Using Lexical Chains to Identify Text Difficulty: A Corpus Statistics and Classification Study

Partha Mukherjee, Gondy Leroy, David Kauchak

Research output: Contribution to journalArticlepeer-review

14 Scopus citations

Abstract

Our goal is data-driven discovery of features for text simplification. In this paper, we investigate three types of lexical chains: exact, synonymous, and semantic. A lexical chain links semantically related words in a document. We examine their potential with a document-level corpus statistics study (914 texts) to estimate their overall capacity to differentiate between easy and difficult text and a classification task (11 000 sentences) to determine usefulness of features at sentence-level for simplification. For the corpus statistics study we tested five document-level features for each chain type: total number of chains, average chain length, average chain span, number of crossing chains, and the number of chains longer than half the document length. We found significant differences between easy and difficult text for average chain length and the average number of cross chains.
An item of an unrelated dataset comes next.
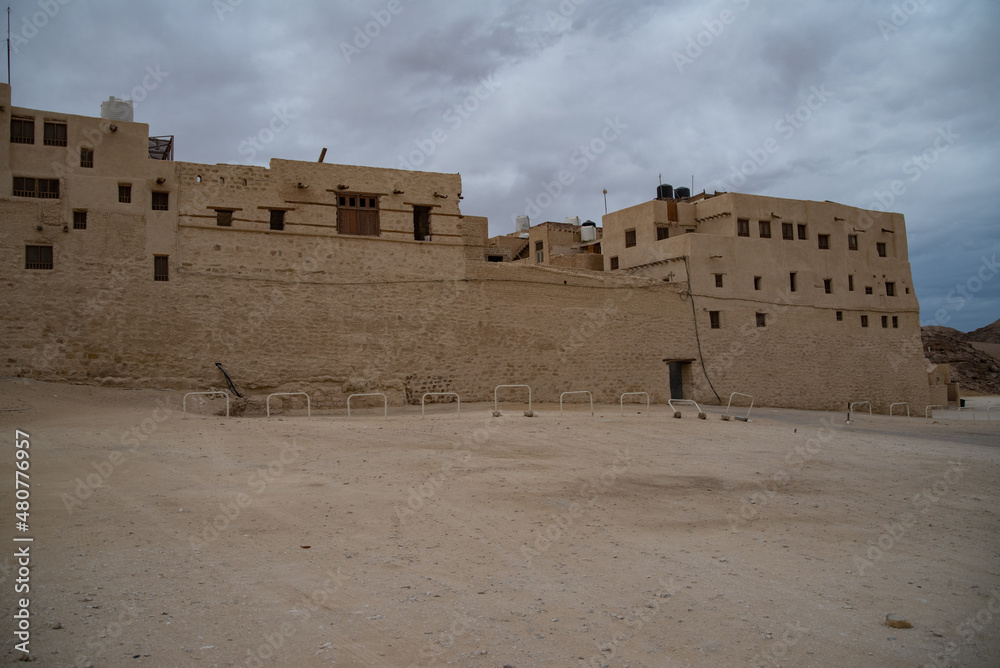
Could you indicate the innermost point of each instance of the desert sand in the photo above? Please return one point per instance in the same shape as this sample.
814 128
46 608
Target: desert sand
165 539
For the sentence classification study, we compared the lexical chain features to standard bag-of-words features on a range of classifiers: logistic regression, naïve Bayes, decision trees, linear and RBF kernel SVM, and random forest. The lexical chain features performed significantly better than the bag-of-words baseline across all classifiers with the best classifier achieving an accuracy of ∼90% (compared to 78% for bag-of-words). Overall, we find several lexical chain features provide specific information useful for identifying difficult sentences of text, beyond what is available from standard lexical features.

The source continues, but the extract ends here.